There may be redness and slight swelling of the back of the throat, signs of pharyngitis.

Then inflammation develops in the lymph nodes, which is manifested by the following symptoms:

• swollen lymph nodes;
• when palpating the lymph nodes, pain occurs;
• enlarged lymph nodes are visible to the eye;
• lymph nodes can increase to the size of a chicken egg;
• with enlargement of the cervical lymph nodes, deformation of the neck occurs.

It is characteristic that with this infectious process there is an increase in all groups of lymph nodes. All changes occur simultaneously on both sides, there is a symmetry of changes.
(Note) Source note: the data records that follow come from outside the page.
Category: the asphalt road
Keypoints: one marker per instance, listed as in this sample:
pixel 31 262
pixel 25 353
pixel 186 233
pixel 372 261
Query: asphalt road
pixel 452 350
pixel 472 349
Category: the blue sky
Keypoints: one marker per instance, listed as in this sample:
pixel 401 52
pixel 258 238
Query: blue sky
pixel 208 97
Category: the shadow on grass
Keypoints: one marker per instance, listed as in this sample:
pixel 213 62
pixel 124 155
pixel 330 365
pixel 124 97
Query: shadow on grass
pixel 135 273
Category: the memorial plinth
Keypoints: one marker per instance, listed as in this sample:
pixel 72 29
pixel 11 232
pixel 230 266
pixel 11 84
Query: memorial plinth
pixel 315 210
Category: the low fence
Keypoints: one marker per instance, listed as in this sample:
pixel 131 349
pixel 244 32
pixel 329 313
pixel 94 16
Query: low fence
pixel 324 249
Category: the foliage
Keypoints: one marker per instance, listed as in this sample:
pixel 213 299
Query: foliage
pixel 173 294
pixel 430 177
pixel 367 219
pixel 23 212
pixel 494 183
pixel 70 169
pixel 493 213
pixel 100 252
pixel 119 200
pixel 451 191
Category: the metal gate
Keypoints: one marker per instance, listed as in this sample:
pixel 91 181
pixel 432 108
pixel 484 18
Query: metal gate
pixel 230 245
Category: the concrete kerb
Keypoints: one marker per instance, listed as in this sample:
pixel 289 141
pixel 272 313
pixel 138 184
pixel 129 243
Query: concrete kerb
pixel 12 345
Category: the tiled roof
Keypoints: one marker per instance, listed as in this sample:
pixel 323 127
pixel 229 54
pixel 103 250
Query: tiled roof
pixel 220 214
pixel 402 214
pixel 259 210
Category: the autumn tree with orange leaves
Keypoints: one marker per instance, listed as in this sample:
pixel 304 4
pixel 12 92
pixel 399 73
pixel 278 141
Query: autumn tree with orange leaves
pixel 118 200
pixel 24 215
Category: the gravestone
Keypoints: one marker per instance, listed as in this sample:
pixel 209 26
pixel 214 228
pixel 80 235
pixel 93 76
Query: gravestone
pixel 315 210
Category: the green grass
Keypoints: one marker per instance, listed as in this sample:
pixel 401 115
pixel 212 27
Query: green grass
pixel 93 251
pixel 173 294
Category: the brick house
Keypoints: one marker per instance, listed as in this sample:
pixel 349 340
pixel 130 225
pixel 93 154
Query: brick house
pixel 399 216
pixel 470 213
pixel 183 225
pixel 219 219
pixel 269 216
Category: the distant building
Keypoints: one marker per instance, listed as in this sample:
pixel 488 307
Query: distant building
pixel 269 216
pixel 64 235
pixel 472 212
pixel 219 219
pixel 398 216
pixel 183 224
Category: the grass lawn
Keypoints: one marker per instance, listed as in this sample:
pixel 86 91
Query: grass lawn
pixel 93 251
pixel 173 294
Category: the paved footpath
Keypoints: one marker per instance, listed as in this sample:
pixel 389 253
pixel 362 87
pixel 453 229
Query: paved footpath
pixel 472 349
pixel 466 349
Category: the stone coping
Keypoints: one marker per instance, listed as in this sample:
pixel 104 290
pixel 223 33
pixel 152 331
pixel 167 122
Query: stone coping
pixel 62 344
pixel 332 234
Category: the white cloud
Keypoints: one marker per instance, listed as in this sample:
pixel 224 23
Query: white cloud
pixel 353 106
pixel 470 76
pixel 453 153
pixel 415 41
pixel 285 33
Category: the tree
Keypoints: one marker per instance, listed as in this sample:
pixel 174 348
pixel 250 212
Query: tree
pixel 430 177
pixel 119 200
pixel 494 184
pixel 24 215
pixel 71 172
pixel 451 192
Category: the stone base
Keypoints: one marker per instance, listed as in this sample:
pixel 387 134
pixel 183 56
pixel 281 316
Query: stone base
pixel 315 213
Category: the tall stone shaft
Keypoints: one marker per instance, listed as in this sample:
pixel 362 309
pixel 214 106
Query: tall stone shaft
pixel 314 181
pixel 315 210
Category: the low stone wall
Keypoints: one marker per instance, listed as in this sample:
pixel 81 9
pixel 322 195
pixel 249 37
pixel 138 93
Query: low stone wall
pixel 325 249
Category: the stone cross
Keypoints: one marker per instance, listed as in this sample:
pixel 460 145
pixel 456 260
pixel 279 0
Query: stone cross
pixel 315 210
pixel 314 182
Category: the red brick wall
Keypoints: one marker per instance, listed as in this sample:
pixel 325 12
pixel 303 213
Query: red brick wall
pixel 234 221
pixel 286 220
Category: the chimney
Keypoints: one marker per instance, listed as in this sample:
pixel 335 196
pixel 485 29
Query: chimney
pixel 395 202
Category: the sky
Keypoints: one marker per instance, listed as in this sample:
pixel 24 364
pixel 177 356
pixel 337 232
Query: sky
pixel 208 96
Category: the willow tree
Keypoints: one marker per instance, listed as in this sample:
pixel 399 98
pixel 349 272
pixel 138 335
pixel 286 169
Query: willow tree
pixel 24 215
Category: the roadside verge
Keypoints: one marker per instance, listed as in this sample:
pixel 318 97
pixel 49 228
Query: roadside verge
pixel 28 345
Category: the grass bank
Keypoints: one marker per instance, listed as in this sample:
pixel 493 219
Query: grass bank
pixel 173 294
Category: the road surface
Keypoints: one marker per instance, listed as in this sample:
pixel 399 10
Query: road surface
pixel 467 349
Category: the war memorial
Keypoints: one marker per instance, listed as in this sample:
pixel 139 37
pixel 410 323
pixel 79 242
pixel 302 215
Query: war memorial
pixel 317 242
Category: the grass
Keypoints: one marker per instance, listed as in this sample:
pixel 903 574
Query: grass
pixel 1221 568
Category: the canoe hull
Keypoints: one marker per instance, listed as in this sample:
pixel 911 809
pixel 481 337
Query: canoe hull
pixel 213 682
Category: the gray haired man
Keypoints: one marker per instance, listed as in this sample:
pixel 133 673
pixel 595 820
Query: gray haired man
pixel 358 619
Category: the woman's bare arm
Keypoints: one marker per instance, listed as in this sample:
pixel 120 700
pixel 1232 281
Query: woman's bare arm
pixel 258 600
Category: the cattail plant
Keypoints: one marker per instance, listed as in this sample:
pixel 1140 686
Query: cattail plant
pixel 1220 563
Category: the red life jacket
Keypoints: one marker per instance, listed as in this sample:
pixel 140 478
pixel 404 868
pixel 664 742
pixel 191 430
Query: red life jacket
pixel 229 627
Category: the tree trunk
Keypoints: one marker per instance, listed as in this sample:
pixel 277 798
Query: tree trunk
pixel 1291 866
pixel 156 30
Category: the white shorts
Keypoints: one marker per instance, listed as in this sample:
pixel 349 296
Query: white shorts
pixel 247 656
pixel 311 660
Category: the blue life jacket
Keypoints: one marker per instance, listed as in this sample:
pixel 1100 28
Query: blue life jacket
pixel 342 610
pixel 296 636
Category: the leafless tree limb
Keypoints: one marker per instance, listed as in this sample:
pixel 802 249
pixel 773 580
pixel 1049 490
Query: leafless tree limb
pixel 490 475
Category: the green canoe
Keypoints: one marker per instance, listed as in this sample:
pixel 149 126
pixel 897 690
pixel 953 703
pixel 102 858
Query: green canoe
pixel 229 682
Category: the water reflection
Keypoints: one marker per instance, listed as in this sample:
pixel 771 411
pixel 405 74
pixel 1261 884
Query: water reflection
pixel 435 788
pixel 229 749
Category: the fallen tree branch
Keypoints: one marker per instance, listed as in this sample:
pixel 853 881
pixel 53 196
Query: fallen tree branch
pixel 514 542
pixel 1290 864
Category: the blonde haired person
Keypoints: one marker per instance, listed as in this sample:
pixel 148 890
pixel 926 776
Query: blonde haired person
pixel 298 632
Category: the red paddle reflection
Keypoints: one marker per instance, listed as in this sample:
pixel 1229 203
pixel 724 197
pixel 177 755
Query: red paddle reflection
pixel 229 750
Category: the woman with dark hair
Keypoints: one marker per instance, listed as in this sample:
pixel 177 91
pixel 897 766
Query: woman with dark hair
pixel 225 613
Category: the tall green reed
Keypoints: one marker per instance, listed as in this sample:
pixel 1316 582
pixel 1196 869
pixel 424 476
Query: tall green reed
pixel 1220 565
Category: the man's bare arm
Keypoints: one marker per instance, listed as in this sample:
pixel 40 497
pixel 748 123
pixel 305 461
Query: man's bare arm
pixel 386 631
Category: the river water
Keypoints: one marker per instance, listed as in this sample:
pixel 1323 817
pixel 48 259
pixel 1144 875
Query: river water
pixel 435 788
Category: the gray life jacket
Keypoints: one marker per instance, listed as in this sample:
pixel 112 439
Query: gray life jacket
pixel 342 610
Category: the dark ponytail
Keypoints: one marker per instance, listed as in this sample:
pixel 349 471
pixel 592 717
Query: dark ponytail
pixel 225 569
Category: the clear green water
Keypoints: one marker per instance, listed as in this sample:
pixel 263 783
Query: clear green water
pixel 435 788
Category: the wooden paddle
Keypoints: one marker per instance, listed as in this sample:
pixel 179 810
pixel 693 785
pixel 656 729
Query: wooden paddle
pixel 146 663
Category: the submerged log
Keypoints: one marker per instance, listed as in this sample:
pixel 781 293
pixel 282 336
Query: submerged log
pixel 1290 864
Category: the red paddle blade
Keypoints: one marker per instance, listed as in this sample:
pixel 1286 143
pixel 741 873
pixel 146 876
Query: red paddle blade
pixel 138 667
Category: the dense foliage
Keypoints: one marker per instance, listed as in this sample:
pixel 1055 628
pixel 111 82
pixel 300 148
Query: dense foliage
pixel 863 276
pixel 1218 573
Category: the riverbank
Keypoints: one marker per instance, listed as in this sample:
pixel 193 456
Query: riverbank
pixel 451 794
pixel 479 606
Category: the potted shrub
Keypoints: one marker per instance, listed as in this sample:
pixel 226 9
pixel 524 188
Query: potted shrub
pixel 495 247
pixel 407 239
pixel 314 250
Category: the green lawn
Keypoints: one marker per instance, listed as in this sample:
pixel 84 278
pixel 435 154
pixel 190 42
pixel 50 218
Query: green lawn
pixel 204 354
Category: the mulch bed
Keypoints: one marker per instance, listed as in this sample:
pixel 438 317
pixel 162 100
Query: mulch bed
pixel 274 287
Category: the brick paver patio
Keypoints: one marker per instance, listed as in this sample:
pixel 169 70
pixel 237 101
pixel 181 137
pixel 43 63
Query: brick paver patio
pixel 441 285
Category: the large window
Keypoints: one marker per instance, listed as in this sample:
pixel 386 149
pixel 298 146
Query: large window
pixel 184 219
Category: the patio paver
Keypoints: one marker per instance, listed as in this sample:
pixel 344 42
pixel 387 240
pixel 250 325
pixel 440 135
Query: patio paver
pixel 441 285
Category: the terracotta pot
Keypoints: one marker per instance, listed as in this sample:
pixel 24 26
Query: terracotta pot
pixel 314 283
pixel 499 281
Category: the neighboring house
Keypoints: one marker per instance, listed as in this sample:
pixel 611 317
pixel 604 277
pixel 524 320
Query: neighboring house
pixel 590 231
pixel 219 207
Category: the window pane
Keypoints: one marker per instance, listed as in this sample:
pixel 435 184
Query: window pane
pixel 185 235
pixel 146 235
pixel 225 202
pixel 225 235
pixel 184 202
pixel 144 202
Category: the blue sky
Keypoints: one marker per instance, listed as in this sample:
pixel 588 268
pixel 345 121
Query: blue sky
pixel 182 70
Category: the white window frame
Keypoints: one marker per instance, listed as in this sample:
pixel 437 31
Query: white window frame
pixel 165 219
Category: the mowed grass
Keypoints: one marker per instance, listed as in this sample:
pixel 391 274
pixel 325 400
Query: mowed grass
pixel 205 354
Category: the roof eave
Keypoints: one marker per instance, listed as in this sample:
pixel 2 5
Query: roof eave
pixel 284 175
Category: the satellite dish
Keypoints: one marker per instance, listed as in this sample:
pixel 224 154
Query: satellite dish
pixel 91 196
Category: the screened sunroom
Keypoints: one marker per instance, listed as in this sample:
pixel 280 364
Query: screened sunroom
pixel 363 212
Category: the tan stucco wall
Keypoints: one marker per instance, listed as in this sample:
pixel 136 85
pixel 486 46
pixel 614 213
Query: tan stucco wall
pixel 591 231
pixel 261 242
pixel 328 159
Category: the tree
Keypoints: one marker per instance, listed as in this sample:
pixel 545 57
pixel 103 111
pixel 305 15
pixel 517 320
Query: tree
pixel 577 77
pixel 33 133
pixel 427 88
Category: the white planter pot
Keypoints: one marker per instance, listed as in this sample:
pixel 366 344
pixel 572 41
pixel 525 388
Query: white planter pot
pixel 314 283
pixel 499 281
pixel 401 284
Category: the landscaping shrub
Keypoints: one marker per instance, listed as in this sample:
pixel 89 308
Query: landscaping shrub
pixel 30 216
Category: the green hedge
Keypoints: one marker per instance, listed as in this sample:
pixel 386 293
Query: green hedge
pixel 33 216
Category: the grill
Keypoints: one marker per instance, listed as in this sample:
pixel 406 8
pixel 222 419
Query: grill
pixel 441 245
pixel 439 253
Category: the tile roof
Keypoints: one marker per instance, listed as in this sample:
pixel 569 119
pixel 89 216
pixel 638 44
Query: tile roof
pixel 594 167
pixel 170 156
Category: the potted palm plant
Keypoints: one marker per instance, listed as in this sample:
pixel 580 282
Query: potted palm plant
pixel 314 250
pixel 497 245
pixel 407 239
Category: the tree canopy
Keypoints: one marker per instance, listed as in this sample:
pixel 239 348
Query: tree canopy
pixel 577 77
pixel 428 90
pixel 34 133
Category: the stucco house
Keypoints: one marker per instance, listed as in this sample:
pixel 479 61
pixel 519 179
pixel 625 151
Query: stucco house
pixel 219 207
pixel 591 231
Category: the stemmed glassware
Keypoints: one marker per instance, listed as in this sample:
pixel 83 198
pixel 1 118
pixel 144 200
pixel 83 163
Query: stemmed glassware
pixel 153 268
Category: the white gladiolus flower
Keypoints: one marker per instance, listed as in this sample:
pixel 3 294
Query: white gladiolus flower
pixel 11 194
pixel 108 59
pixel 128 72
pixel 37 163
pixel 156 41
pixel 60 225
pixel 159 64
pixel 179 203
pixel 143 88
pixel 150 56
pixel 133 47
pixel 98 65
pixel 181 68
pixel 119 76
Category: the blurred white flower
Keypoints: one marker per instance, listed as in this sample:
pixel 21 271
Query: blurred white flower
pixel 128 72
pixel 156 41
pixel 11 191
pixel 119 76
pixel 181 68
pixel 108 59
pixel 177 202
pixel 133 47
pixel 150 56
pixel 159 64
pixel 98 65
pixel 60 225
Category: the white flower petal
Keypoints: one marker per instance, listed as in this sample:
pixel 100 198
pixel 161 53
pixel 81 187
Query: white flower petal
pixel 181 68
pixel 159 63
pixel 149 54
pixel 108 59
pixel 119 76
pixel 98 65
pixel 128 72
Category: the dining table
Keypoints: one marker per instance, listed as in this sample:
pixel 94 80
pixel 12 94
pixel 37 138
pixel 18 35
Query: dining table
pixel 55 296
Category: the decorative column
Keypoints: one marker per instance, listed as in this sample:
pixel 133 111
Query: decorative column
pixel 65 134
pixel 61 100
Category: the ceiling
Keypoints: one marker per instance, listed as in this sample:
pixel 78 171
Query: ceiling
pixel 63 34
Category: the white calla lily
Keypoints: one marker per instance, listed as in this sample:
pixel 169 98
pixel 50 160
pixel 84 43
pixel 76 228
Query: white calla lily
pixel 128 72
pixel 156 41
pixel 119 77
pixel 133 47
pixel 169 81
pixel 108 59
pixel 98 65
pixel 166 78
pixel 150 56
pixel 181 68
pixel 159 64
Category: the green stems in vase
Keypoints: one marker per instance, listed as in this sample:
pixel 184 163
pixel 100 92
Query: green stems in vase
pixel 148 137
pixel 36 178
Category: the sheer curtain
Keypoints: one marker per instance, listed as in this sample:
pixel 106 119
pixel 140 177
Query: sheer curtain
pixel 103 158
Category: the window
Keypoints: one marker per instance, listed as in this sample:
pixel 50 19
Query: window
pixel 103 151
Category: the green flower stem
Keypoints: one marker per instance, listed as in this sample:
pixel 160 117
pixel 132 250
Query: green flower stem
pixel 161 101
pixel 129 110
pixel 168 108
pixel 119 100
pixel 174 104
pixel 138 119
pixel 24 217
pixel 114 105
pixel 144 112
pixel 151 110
Important to know: Mononucleosis during pregnancy

One week after the onset of clinical manifestations of mononucleosis, an enlarged spleen can be detected upon examination, but in the third week of the disease it returns to its original size.

One and a half weeks after the onset of clinical manifestations of mononucleosis, the patient develops an increase in liver tissue, and a icteric coloration of the sclera and skin may occur.

The liver remains enlarged for a longer time, up to several months.

During the height of clinical manifestations of mononucleosis, skin syndrome may develop.

It is characterized by the presence of skin rashes in the form of spots, papules of various sizes. Rashes on the skin last for a very short period of time, then they disappear without a trace.

After the disappearance of the skin elements, no changes remain on the skin. The period of vivid clinical manifestations is about two to three weeks.

Then the condition of all organs gradually normalizes, the temperature decreases, signs of inflammation of the nasopharynx disappear, the liver and spleen return to their previous sizes. The recovery period can last about a month.